The remains at Tocra are less dramatically preserved than those at Tolmeita or Cyrene, but they add an important element to the picture of how you can see how thoroughly the Greeks colonised this coastline and how the settlements they founded continued to function through successive political changes.
Tolmeita, known previously as Ptolemais, was another of the five Pentapolis cities.
This city was founded under Ptolemaic Egypt and named in honour of the Ptolemaic dynasty.
It became a major Roman settlement and was at one point even the capital of the region.
Tolmeita has two incredibly striking remains.
The first is the Palace of Columns.
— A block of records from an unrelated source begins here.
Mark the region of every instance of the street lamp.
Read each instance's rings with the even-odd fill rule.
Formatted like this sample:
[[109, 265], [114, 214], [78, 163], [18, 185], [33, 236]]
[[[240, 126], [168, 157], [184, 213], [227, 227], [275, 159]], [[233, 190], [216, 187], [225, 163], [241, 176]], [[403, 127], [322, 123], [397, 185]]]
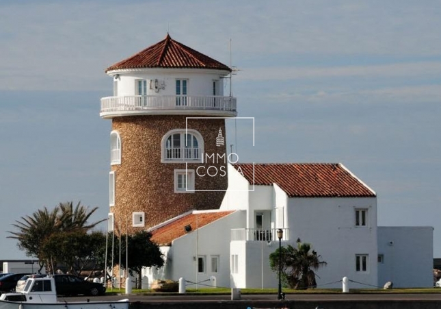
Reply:
[[279, 238], [279, 292], [278, 294], [278, 299], [282, 299], [283, 295], [282, 295], [282, 238], [283, 238], [283, 230], [278, 229], [277, 230], [277, 238]]

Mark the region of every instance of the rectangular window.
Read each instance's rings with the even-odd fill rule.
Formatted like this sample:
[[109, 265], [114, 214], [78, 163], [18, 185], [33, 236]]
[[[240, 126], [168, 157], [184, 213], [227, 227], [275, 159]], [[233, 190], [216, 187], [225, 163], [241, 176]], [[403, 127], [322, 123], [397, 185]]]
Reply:
[[107, 216], [107, 232], [113, 232], [114, 219], [113, 213], [109, 212]]
[[239, 273], [239, 256], [237, 254], [231, 255], [231, 273]]
[[187, 79], [176, 79], [176, 106], [187, 106]]
[[219, 271], [219, 256], [211, 256], [211, 272]]
[[366, 273], [368, 271], [369, 255], [356, 255], [356, 271], [358, 273]]
[[284, 208], [283, 207], [277, 207], [276, 208], [276, 226], [278, 228], [283, 228], [283, 216], [284, 214]]
[[137, 84], [136, 94], [141, 97], [139, 97], [139, 103], [137, 103], [136, 105], [139, 106], [146, 106], [147, 105], [147, 80], [137, 79]]
[[113, 97], [118, 97], [118, 81], [113, 80]]
[[356, 226], [367, 226], [367, 209], [356, 209]]
[[132, 213], [132, 226], [142, 227], [144, 226], [144, 212], [135, 212]]
[[115, 172], [109, 173], [109, 205], [115, 206]]
[[198, 256], [198, 272], [205, 273], [205, 256]]
[[174, 170], [174, 193], [194, 193], [194, 170]]

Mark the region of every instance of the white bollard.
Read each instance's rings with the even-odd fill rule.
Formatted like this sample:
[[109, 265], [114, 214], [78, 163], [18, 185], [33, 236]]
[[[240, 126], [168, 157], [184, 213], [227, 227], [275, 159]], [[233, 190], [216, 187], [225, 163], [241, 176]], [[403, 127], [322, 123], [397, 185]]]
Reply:
[[185, 279], [179, 278], [179, 294], [185, 294]]
[[239, 300], [241, 299], [241, 289], [232, 288], [231, 289], [231, 300]]
[[217, 288], [217, 283], [216, 282], [216, 277], [214, 275], [212, 275], [210, 277], [210, 282], [211, 282], [211, 286], [213, 288]]
[[344, 293], [349, 293], [349, 280], [347, 279], [347, 277], [343, 277], [343, 291]]
[[132, 282], [130, 277], [126, 278], [126, 294], [131, 294], [132, 293]]

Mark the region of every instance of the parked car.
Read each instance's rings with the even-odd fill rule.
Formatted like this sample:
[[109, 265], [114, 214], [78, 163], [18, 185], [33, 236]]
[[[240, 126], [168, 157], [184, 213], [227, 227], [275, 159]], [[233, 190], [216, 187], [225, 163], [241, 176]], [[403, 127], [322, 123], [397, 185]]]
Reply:
[[17, 282], [27, 273], [10, 273], [0, 277], [0, 292], [10, 292], [15, 289]]
[[18, 281], [17, 281], [17, 284], [15, 286], [15, 291], [16, 292], [21, 292], [23, 291], [23, 288], [25, 288], [25, 284], [26, 283], [26, 280], [27, 280], [28, 278], [32, 277], [34, 278], [42, 278], [46, 277], [47, 275], [46, 274], [29, 274], [29, 275], [25, 275], [22, 277], [20, 278]]
[[102, 295], [106, 288], [100, 283], [90, 282], [72, 275], [54, 275], [58, 295]]

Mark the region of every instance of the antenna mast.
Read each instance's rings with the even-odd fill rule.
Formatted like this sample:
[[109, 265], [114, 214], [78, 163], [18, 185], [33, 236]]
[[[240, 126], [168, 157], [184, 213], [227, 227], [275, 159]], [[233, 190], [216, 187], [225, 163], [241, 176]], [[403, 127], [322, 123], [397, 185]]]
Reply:
[[232, 67], [231, 66], [231, 38], [230, 38], [230, 97], [232, 96], [232, 89], [231, 89], [231, 79], [232, 79]]

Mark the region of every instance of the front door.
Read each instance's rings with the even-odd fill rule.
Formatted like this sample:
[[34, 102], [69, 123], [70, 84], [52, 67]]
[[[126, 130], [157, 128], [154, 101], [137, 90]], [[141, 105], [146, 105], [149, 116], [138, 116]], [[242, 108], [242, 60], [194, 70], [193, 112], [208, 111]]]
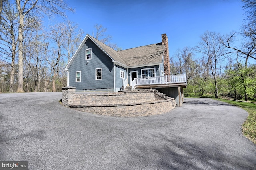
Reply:
[[137, 71], [130, 72], [130, 84], [131, 86], [132, 84], [132, 81], [134, 80], [134, 78], [138, 78], [138, 72]]
[[137, 72], [132, 73], [132, 81], [133, 81], [134, 78], [137, 78]]

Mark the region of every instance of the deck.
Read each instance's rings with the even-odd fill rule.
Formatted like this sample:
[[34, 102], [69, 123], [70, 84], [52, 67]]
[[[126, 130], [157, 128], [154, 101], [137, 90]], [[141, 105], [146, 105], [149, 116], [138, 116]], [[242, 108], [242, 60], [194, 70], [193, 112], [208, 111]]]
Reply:
[[186, 88], [187, 80], [185, 74], [136, 78], [132, 81], [132, 89], [177, 86]]

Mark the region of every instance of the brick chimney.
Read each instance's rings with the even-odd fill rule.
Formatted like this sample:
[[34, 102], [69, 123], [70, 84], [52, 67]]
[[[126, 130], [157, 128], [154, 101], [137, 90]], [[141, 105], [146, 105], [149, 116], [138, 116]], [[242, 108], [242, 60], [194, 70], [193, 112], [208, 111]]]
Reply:
[[166, 34], [162, 34], [162, 44], [164, 45], [164, 74], [170, 74], [170, 58], [169, 57], [169, 47], [168, 46], [168, 38]]

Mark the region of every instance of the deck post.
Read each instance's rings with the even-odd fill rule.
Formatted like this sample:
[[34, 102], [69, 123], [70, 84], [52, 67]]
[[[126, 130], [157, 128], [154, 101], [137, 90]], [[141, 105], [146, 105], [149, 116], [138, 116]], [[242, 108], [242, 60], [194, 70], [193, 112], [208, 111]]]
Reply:
[[178, 91], [179, 93], [179, 106], [181, 106], [181, 97], [180, 96], [180, 87], [178, 87]]

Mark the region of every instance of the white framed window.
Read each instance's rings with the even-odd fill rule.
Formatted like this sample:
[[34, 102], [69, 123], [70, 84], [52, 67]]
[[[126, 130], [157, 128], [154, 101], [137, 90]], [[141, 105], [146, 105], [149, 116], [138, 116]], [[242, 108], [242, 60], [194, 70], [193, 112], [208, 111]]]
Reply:
[[81, 82], [81, 71], [76, 72], [76, 82]]
[[156, 76], [156, 68], [141, 69], [141, 78], [146, 78]]
[[95, 69], [95, 80], [102, 80], [102, 68]]
[[124, 72], [123, 72], [122, 71], [120, 71], [120, 76], [121, 76], [121, 78], [122, 78], [123, 79], [124, 79], [125, 76], [124, 76]]
[[85, 60], [92, 59], [92, 48], [89, 48], [85, 50]]

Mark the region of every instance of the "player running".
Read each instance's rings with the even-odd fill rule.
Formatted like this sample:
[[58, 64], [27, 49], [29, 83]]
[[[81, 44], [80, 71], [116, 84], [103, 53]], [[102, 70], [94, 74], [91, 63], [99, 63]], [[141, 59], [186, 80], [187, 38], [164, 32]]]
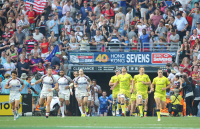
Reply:
[[[12, 78], [9, 79], [5, 85], [5, 89], [10, 89], [10, 103], [12, 105], [12, 111], [14, 113], [14, 120], [19, 118], [18, 110], [20, 104], [20, 91], [24, 88], [22, 80], [17, 78], [17, 72], [11, 72]], [[20, 86], [21, 85], [21, 86]]]
[[[43, 83], [41, 95], [40, 95], [40, 106], [44, 106], [44, 100], [47, 99], [47, 108], [46, 108], [46, 118], [49, 117], [50, 112], [50, 103], [53, 96], [53, 90], [58, 88], [58, 83], [56, 83], [57, 79], [52, 75], [52, 68], [48, 68], [47, 74], [43, 75], [40, 80], [36, 81], [31, 85], [38, 84], [40, 82]], [[52, 88], [52, 86], [56, 83], [56, 86]], [[42, 108], [41, 108], [42, 109]]]
[[[114, 76], [111, 77], [109, 86], [112, 87], [118, 80], [118, 76], [120, 75], [120, 70], [116, 69]], [[111, 88], [112, 89], [112, 88]], [[116, 105], [116, 99], [118, 99], [117, 102], [117, 109], [116, 109], [116, 114], [119, 115], [119, 109], [120, 109], [120, 96], [119, 96], [119, 84], [112, 90], [112, 97], [113, 97], [113, 104], [112, 104], [112, 114], [115, 116], [115, 105]]]
[[73, 86], [73, 81], [70, 77], [64, 75], [64, 70], [60, 70], [60, 77], [58, 78], [58, 87], [59, 87], [59, 101], [60, 101], [60, 110], [62, 118], [65, 117], [64, 114], [64, 101], [66, 104], [67, 110], [69, 109], [70, 104], [70, 88]]
[[148, 85], [151, 80], [147, 74], [144, 74], [144, 67], [139, 68], [139, 74], [134, 76], [134, 83], [137, 85], [137, 102], [140, 110], [140, 117], [143, 117], [143, 100], [144, 100], [144, 116], [147, 116], [148, 108]]
[[106, 96], [107, 93], [106, 91], [103, 91], [102, 96], [99, 97], [99, 113], [100, 116], [107, 116], [108, 114], [108, 109], [109, 109], [109, 102], [108, 102], [108, 97]]
[[118, 84], [120, 86], [120, 102], [122, 108], [122, 116], [125, 115], [126, 106], [125, 99], [130, 98], [130, 84], [132, 83], [132, 76], [127, 73], [126, 67], [122, 67], [122, 74], [117, 78], [117, 82], [111, 89], [113, 90]]
[[88, 102], [88, 94], [90, 91], [90, 78], [84, 75], [82, 69], [79, 70], [79, 76], [75, 80], [75, 86], [78, 86], [78, 99], [79, 104], [82, 106], [82, 117], [86, 116], [86, 107]]
[[168, 80], [168, 78], [163, 76], [162, 69], [158, 69], [158, 77], [153, 79], [151, 92], [154, 91], [154, 86], [156, 87], [154, 99], [156, 101], [157, 116], [158, 121], [161, 121], [160, 109], [164, 109], [166, 101], [166, 89], [170, 88], [170, 81]]

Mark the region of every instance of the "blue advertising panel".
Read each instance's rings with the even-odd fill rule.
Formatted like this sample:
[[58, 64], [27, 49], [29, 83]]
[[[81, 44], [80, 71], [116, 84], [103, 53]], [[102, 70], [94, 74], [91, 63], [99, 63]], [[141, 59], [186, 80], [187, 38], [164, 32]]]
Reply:
[[175, 53], [70, 52], [69, 63], [91, 65], [160, 65], [172, 63], [173, 55], [175, 55]]

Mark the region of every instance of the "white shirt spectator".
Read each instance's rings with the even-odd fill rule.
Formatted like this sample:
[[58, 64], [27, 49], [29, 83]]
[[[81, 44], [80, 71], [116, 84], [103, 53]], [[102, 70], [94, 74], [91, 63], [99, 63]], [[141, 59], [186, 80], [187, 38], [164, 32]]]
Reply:
[[168, 79], [170, 81], [172, 81], [174, 79], [175, 75], [173, 73], [170, 73], [169, 76], [168, 76]]
[[13, 71], [13, 70], [15, 70], [15, 64], [14, 63], [12, 63], [12, 62], [10, 62], [10, 63], [5, 63], [4, 65], [3, 65], [3, 67], [4, 67], [4, 69], [5, 70], [8, 70], [8, 69], [10, 69], [9, 71], [6, 71], [5, 72], [5, 74], [7, 73], [7, 74], [10, 74], [11, 75], [11, 71]]
[[185, 25], [187, 25], [188, 22], [184, 17], [181, 17], [180, 19], [176, 18], [173, 25], [177, 27], [178, 31], [182, 31], [185, 28]]
[[43, 39], [43, 34], [42, 33], [39, 33], [38, 35], [36, 35], [36, 33], [33, 33], [33, 38], [35, 40], [37, 40], [38, 42], [41, 41]]

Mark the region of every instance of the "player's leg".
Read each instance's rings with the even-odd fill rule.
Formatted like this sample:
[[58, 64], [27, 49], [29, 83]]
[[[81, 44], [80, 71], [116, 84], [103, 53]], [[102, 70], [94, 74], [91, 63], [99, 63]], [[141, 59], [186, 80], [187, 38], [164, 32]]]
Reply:
[[161, 100], [159, 97], [155, 97], [156, 101], [156, 109], [157, 109], [157, 116], [158, 116], [158, 121], [160, 121], [160, 108], [161, 108]]
[[142, 102], [142, 94], [137, 93], [137, 102], [138, 102], [138, 108], [140, 110], [140, 117], [143, 117], [143, 102]]
[[148, 110], [148, 94], [143, 95], [145, 102], [144, 102], [144, 116], [147, 116], [147, 110]]
[[62, 98], [60, 95], [59, 95], [59, 101], [60, 101], [60, 111], [61, 111], [61, 114], [62, 114], [62, 117], [65, 117], [65, 113], [64, 113], [64, 98]]
[[51, 100], [52, 100], [52, 96], [48, 96], [47, 97], [46, 118], [49, 117]]

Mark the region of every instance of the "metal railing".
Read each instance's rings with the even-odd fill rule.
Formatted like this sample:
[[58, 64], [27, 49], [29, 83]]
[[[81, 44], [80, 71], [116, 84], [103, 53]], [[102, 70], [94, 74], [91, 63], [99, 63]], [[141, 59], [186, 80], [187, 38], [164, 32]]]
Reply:
[[178, 43], [128, 43], [106, 42], [90, 45], [91, 43], [68, 43], [70, 48], [66, 52], [177, 52]]

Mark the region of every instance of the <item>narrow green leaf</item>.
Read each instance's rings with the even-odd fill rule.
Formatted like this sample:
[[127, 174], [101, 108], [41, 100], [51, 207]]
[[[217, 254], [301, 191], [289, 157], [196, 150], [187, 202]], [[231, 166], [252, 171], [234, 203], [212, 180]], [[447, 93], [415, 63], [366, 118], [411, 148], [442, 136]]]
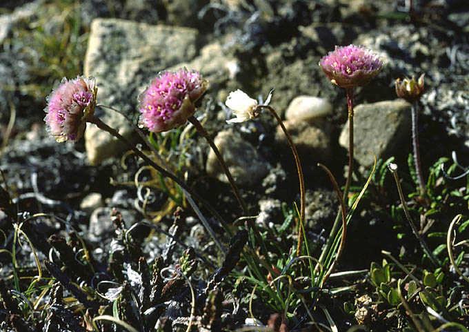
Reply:
[[399, 297], [399, 293], [396, 289], [391, 289], [388, 293], [388, 302], [392, 306], [397, 306], [401, 303], [401, 300]]

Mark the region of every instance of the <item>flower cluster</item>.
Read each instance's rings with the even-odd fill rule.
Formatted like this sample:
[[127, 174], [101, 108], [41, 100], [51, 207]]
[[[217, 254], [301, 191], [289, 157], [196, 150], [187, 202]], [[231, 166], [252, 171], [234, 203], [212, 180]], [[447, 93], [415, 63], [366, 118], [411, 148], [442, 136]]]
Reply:
[[48, 131], [57, 141], [78, 141], [86, 128], [86, 120], [94, 114], [97, 88], [93, 77], [63, 78], [47, 98], [44, 121]]
[[412, 77], [412, 79], [408, 77], [406, 77], [402, 81], [400, 79], [396, 79], [396, 94], [397, 97], [406, 99], [410, 103], [418, 100], [425, 90], [424, 76], [425, 74], [422, 74], [418, 80], [415, 79], [414, 76]]
[[194, 103], [207, 84], [199, 72], [186, 68], [160, 72], [139, 96], [141, 124], [153, 133], [184, 124], [195, 112]]
[[377, 54], [362, 46], [335, 47], [319, 61], [330, 81], [341, 88], [366, 86], [383, 69]]
[[[269, 104], [272, 92], [273, 90], [270, 91], [267, 100], [261, 106]], [[225, 101], [225, 105], [232, 110], [233, 115], [236, 116], [236, 117], [226, 121], [229, 124], [243, 122], [259, 115], [257, 101], [239, 89], [230, 92]]]

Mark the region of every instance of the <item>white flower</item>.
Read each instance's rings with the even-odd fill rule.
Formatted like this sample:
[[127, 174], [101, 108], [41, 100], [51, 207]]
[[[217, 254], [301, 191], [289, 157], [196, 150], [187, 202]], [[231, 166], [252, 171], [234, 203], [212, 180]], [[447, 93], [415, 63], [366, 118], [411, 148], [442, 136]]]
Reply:
[[[273, 91], [273, 89], [270, 90], [269, 95], [267, 97], [267, 100], [266, 100], [266, 102], [261, 106], [267, 106], [269, 104]], [[261, 101], [261, 102], [262, 102], [262, 101]], [[257, 108], [257, 106], [259, 106], [257, 101], [253, 99], [239, 89], [230, 92], [228, 98], [226, 98], [225, 104], [232, 111], [233, 115], [236, 116], [236, 117], [233, 119], [227, 120], [226, 122], [228, 124], [243, 122], [259, 115], [259, 113], [255, 112], [256, 108]]]
[[243, 122], [252, 119], [252, 111], [258, 105], [256, 99], [253, 99], [239, 89], [230, 92], [225, 104], [236, 116], [235, 118], [227, 120], [228, 123]]

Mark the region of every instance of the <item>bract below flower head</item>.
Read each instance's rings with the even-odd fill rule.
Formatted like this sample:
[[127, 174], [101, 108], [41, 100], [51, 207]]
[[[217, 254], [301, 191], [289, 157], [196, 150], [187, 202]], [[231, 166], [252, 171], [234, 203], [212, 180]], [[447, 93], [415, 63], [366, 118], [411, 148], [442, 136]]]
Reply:
[[341, 88], [366, 86], [383, 69], [378, 55], [355, 45], [336, 46], [319, 61], [330, 81]]
[[181, 68], [160, 72], [139, 96], [141, 124], [153, 133], [184, 124], [195, 112], [194, 103], [207, 85], [208, 81], [197, 71]]
[[86, 128], [86, 121], [94, 114], [97, 88], [94, 77], [63, 78], [47, 97], [44, 121], [47, 130], [57, 141], [77, 141]]

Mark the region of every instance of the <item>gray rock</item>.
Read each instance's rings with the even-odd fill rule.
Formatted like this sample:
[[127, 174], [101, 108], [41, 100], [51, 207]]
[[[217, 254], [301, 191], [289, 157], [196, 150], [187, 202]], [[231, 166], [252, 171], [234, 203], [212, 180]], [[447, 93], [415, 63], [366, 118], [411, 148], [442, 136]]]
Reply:
[[[332, 125], [321, 120], [288, 120], [284, 121], [303, 164], [310, 160], [327, 162], [332, 153]], [[287, 139], [279, 126], [275, 132], [275, 142], [283, 150], [290, 150]], [[287, 151], [288, 152], [288, 151]]]
[[209, 2], [208, 0], [163, 0], [168, 19], [172, 24], [194, 28], [199, 23], [197, 13]]
[[288, 105], [285, 112], [287, 120], [309, 120], [322, 117], [332, 112], [332, 106], [324, 98], [298, 96]]
[[[97, 79], [99, 103], [137, 118], [139, 94], [159, 71], [194, 59], [197, 38], [197, 30], [188, 28], [97, 19], [91, 26], [84, 73]], [[115, 112], [98, 109], [97, 115], [124, 137], [134, 135], [123, 117]], [[94, 125], [88, 126], [85, 140], [92, 165], [126, 149]]]
[[37, 12], [37, 8], [42, 1], [36, 1], [19, 6], [12, 13], [0, 15], [0, 43], [3, 43], [5, 39], [14, 28], [14, 25], [20, 20], [28, 19]]
[[272, 50], [266, 57], [269, 72], [265, 77], [264, 85], [275, 88], [270, 105], [280, 116], [290, 102], [299, 95], [325, 98], [333, 105], [338, 99], [343, 102], [343, 96], [337, 93], [337, 86], [330, 83], [318, 66], [320, 59], [321, 57], [315, 55], [308, 55], [304, 59], [295, 59], [290, 62], [286, 60], [281, 51], [278, 50]]
[[339, 23], [313, 23], [299, 26], [298, 30], [303, 36], [316, 42], [317, 52], [324, 55], [334, 50], [336, 45], [350, 43], [357, 35], [357, 28]]
[[[354, 157], [362, 166], [373, 164], [374, 157], [387, 158], [406, 139], [410, 144], [410, 104], [402, 99], [359, 105], [355, 108]], [[348, 121], [339, 143], [348, 148]]]
[[[90, 217], [90, 237], [92, 241], [102, 241], [103, 237], [110, 236], [114, 232], [110, 208], [101, 207], [94, 210]], [[126, 227], [130, 228], [137, 222], [136, 212], [132, 210], [119, 209]]]
[[86, 212], [91, 212], [103, 206], [103, 195], [99, 193], [91, 193], [83, 199], [80, 208]]
[[[332, 186], [330, 186], [332, 187]], [[306, 190], [307, 229], [319, 232], [321, 229], [332, 227], [331, 220], [337, 214], [339, 200], [332, 188], [321, 188], [314, 191]]]
[[203, 78], [208, 80], [208, 92], [214, 93], [224, 87], [226, 81], [232, 78], [239, 64], [237, 58], [225, 54], [221, 44], [215, 42], [203, 46], [200, 50], [200, 55], [193, 60], [178, 64], [170, 69], [181, 67], [201, 72]]
[[[267, 174], [268, 164], [257, 153], [255, 148], [239, 134], [230, 130], [221, 131], [214, 141], [237, 184], [254, 185]], [[211, 149], [207, 159], [206, 170], [210, 175], [228, 183]]]
[[263, 227], [270, 227], [274, 220], [279, 220], [277, 217], [281, 215], [281, 202], [272, 199], [261, 199], [259, 201], [259, 209], [256, 224]]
This is a grand civic structure with impressive standing columns that give an immediate sense of the city's former scale.
The second is massive underground cisterns, which could hold enough water to supply the entire city during a siege.
The cisterns, cut deep into the bedrock and running beneath the site, are one of the most impressive pieces of civil engineering at any ancient site in Libya.
When you get a chance to walk through them you really get a feel for how unique and incredible they are. A very unusual experience!
The small museum at Qasr Libya houses one of the most remarkable collections of Byzantine mosaics in the world.
Fifty panels discovered in the remains of two 6th-century Byzantine churches.
They show a variety of subjects of extraordinary richness.
The Lighthouse of Alexandria, the Nile flooding its banks, mythological figures, animals both real and fantastical, and personifications of seasons and cities....
The collection here is significant not only for its artistic quality but for what it reveals about the Byzantine period in Cyrenaica.
A chapter of the region's history that tends to be overshadowed by the more glamorous Greek and Roman periods.
These mosaics are sophisticated, intellectually engaged works of art that demonstrate how culturally active this region remained well into the 6th century AD.
Cyrene is the destination that makes the entire eastern Libya itinerary worthwhile.
A visit here fully justifies the hassle!
Founded in 631 BC by Greek colonists from the island of Thera, it grew into one of the principal cities of the ancient Greek world, with a Temple of Zeus larger than the Parthenon, a school of philosophy that shaped intellectual life across the Mediterranean, and a UNESCO World Heritage designation that describes it as one of the most impressive ruin complexes in the world.
The city sits on the edge of the Jebel Akhdar, the Green Mountain, in a lush upland valley that is genuinely surprising after the drier landscapes of the coast.
You can spend a full day at Cyrene to do the site justice.
The Sanctuary of Apollo, the Temple of Zeus, the Agora and Forum with its Greek Ship Monument, and the on-site Sculpture Museum with the famous Venus of Cyrene are all essential.
Apollonia, known today as Susha, is the ancient port city that served Cyrene, sitting on the coast directly below the city it supported.
Founded in the 6th century BC, Apollonia grew into an important city in its own right and later became the capital of the Byzantine province of Libya Superior.
The most evocative aspect of Apollonia is its relationship with the sea. Coastal changes over the past two millennia has partially submerged the ancient harbour. This is visible as sections of the breakwater and harbour structures are now underwater.
On land, Apollonia preserves a seaside theatre positioned above the water, the Byzantine Palace of the Duke, and several churches.